私が奥さんになって、彼に作ってあげたかったけど、間接的にでも彼が喜ぶ姿を見たかった。
少し迫り出してきた佳苗さんのお腹を、撫でる。
この子に会える日が待ち遠しい。
だけど、その一方で私は悲しんでいる。
泣きたいのに、こうして笑っている。
泣く必要なんてどこにもないのに。
だって、仁くんは相変わらず私を甘やかしてくれる。
「赤ちゃんが生まれてきたら、仁くんは赤ちゃんに夢中になって、私に構ってくれなくなったりしない?」
答えなんかわかってる。
でも、こうして甘えたくなるのだ。
案の定、彼は心外とでも言うように、私を小突いた。
「馬鹿言うな。小春の可愛さが目減りするわけでもないのに、どうしてそんなことができるんだ?」
小突いた頭を、くしゃくしゃと撫でてくれる。
彼の手は変わらずに優しく、温かい。
「おい。俺は腹が減った」
そう、今日お呼ばれしたのは私だけではなく榊田君もなのだ。
せっかく、甘えている最中に横槍が入り、唇を尖らせる。
「小春。こんなやつは気にしなくて良い。不愉快な置物があると思えば。
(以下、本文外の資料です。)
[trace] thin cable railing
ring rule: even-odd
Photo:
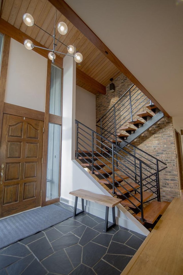
[[[146,202],[155,199],[160,201],[159,167],[161,164],[165,169],[166,164],[126,142],[122,148],[78,121],[76,121],[76,158],[87,164],[92,174],[97,172],[114,195],[117,191],[121,193],[124,199],[141,211],[144,221],[144,192],[150,192],[153,196],[153,198]],[[163,170],[162,167],[161,169]],[[133,182],[137,184],[135,188]],[[126,184],[131,186],[133,192],[128,190]],[[126,191],[124,193],[120,191],[120,186]],[[133,198],[138,202],[137,205]]]

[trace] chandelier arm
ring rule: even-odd
[[[46,50],[47,51],[50,51],[51,52],[53,51],[53,50],[50,50],[50,49],[47,49],[47,48],[44,48],[43,47],[39,47],[39,46],[36,46],[34,44],[33,44],[33,48],[39,48],[39,49],[43,49],[43,50]]]
[[[54,52],[57,52],[58,54],[64,54],[64,55],[68,55],[69,56],[71,56],[72,57],[74,57],[72,55],[70,55],[70,54],[64,54],[64,52],[57,52],[56,51],[55,51]]]
[[[34,25],[35,25],[35,26],[36,26],[36,27],[38,27],[39,29],[40,29],[41,30],[42,30],[42,31],[43,31],[43,32],[45,32],[47,34],[49,34],[49,35],[50,35],[52,37],[53,37],[53,36],[51,35],[51,34],[49,34],[49,32],[47,32],[46,31],[45,31],[44,30],[43,30],[43,29],[42,29],[42,28],[41,28],[40,27],[39,27],[39,26],[38,26],[36,24],[35,24],[35,23],[34,23]]]

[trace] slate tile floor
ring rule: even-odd
[[[145,237],[104,227],[85,213],[13,243],[0,250],[0,275],[120,275]]]

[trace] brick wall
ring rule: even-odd
[[[122,74],[115,81],[116,90],[96,96],[96,119],[100,119],[132,85]],[[171,201],[180,193],[175,141],[172,118],[165,117],[137,139],[133,144],[167,164],[168,168],[160,174],[162,200]]]

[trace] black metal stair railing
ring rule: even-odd
[[[76,120],[76,158],[79,157],[82,162],[87,164],[92,174],[97,171],[112,189],[113,194],[115,195],[118,190],[124,199],[141,211],[144,221],[143,192],[150,191],[153,194],[152,198],[146,202],[154,199],[160,201],[159,173],[166,168],[166,164],[128,143],[122,149],[117,144],[78,121]],[[103,172],[106,171],[104,166],[108,169],[105,176]],[[138,184],[138,187],[134,188],[132,182]],[[127,184],[134,192],[129,191],[123,183]],[[124,194],[118,189],[121,186],[126,190]],[[137,193],[139,194],[140,199],[136,197]],[[133,197],[138,202],[138,206],[132,201]]]
[[[116,103],[97,122],[100,123],[101,131],[103,128],[116,135],[125,123],[136,118],[136,114],[150,100],[135,85],[132,85]],[[106,133],[101,131],[101,135],[108,138]]]

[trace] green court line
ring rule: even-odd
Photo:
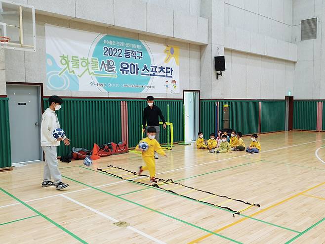
[[[121,179],[120,179],[120,178],[118,177],[117,176],[113,176],[113,175],[109,175],[109,174],[106,174],[106,173],[105,173],[105,172],[101,172],[101,171],[97,171],[97,170],[93,170],[93,169],[90,169],[90,168],[85,168],[85,167],[82,167],[82,166],[80,166],[80,167],[81,167],[81,168],[82,168],[83,169],[87,169],[87,170],[90,170],[90,171],[94,171],[94,172],[97,172],[97,173],[100,173],[100,174],[104,174],[104,175],[105,175],[108,176],[110,176],[110,177],[113,177],[113,178],[117,178],[117,179],[119,179],[121,180]],[[132,182],[132,181],[130,181],[129,182],[130,182],[130,183],[134,183],[134,184],[137,184],[137,185],[141,185],[141,186],[143,186],[143,185],[142,185],[142,184],[141,184],[141,183],[138,183],[138,182]],[[144,188],[144,189],[140,189],[140,190],[138,190],[133,191],[132,193],[124,193],[124,194],[121,194],[121,195],[118,195],[118,196],[121,196],[121,195],[126,195],[126,194],[130,194],[130,193],[135,193],[135,192],[140,192],[140,191],[143,191],[143,190],[146,190],[146,189],[149,189],[149,188],[155,189],[155,190],[156,190],[160,191],[161,192],[163,192],[163,193],[168,193],[168,194],[172,194],[172,195],[176,195],[176,196],[179,196],[179,197],[183,197],[183,198],[185,198],[185,199],[188,199],[188,200],[190,200],[194,201],[196,201],[196,202],[200,202],[200,203],[202,203],[202,204],[204,204],[204,205],[207,205],[207,206],[210,206],[210,207],[214,207],[214,208],[217,208],[218,209],[220,209],[220,210],[223,210],[223,211],[227,211],[227,212],[229,212],[232,213],[232,212],[231,212],[231,211],[230,211],[230,210],[228,210],[228,209],[224,209],[224,208],[221,208],[221,207],[217,207],[216,206],[213,206],[213,205],[210,205],[210,204],[208,204],[208,203],[205,203],[205,202],[201,202],[201,201],[196,201],[196,200],[194,200],[194,199],[188,198],[187,197],[185,197],[185,196],[181,196],[181,195],[177,195],[177,194],[175,194],[174,193],[171,193],[171,192],[166,192],[166,191],[164,191],[164,190],[162,190],[162,189],[160,189],[159,188],[157,188],[157,187],[147,187],[146,188]],[[259,222],[261,222],[261,223],[264,223],[264,224],[268,224],[268,225],[272,225],[272,226],[275,226],[275,227],[279,227],[279,228],[282,228],[282,229],[284,229],[284,230],[288,230],[288,231],[292,231],[292,232],[296,232],[296,233],[300,233],[300,232],[299,232],[299,231],[295,231],[294,230],[292,230],[292,229],[289,229],[289,228],[288,228],[284,227],[284,226],[280,226],[280,225],[276,225],[276,224],[273,224],[273,223],[270,223],[270,222],[266,222],[266,221],[264,221],[264,220],[261,220],[261,219],[256,219],[256,218],[253,218],[253,217],[250,217],[250,216],[248,216],[248,215],[245,215],[244,214],[240,214],[240,215],[241,216],[244,216],[244,217],[245,217],[246,218],[249,218],[249,219],[252,219],[252,220],[256,220],[256,221],[259,221]]]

それより、最近はどうなんだ?小春がどう過ごしているのか教えてくれ」
仁くんは手と同じく優しい眼差しと、声を私に向けた。
彼の中で、私がちっぽけな存在ではないことの証に思える。
きっと、彼は佳苗さんと生まれてくる赤ちゃんと同じくらい、私のことも愛している。
私が求めていたものとは違った愛だとしても。